Vittorio Gassman, the great titan of Italian theater, was never a man of half measures. For him, acting was an activity as essential as breathing, but also as absurd as trying to sing opera underwater. In his book "About the theater".Gassman gives us a raw and reflective look, but always with that complicit wink one expects from an actor who knew that, at the end of the day, we were all on the same stage. From his point of view, acting is a constant oscillation between the deepest truth and the most blatant lie. Gassman argued that the good actor must have an almost schizophrenic relationship with reality: sane enough to understand the world, but crazy enough to reinvent it on stage. This is something only a master thespian could understand, of course, and he was the first to admit that sometimes he had no idea what he was saying either.
Gassman, with his typical biting humor, mocked actors who took themselves too seriously.
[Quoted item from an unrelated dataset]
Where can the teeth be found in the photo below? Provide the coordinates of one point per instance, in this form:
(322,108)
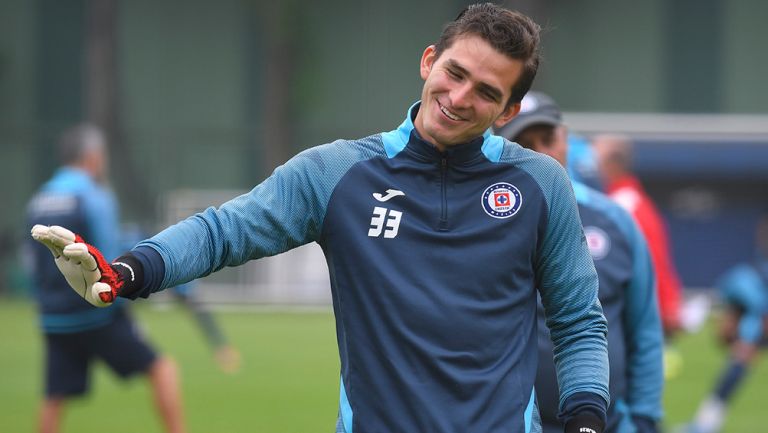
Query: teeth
(449,114)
He said there were two types of performers: those who believe they are doing something profound and those who know that the only thing profound is the hole they put you in after your last performance. For Gassman, the greatness of the actor lay in being able to embrace the ridiculous contradiction that, no matter how glorious you feel on stage, you are actually being applauded for pretending to be someone else. Or, as he would sneeringly say, "We're great liars who get paid for it, but at least we do it with style." Gassman also understood that the magic of theater lay in its ability to create moments of absolute truth in the midst of utter falsehood. An actor had to know when to drop the mask and when to hold it tight. "Theater is like a bad marriage," he would say, "there are moments of truth, but most of the time you're just trying to keep the other person from realizing you're making it all up as you go along." One of his most hilarious comments about acting was that to be a good actor it wasn't enough to be talented; you had to have a "good stomach." According to Gassman, enduring the long hours of rehearsal, sleepless nights, and merciless criticism required more physical stamina than running a marathon. "In theater, the guts are as important as the voice," he joked. "If you can't digest a bad review, much less will you be able to digest the catered dinner."
Gassman knew that theater was a mirror of life, and that, as in life, sometimes all you can do is laugh at the absurdity of the situation. If you take yourself too seriously, you run the risk of looking like a "solemn clown," and there is nothing worse than a clown who doesn't know he is a clown. Thus, we remember that acting is a perpetual search for truth in the midst of fiction; a game in which, sometimes, the only way out is a good laugh.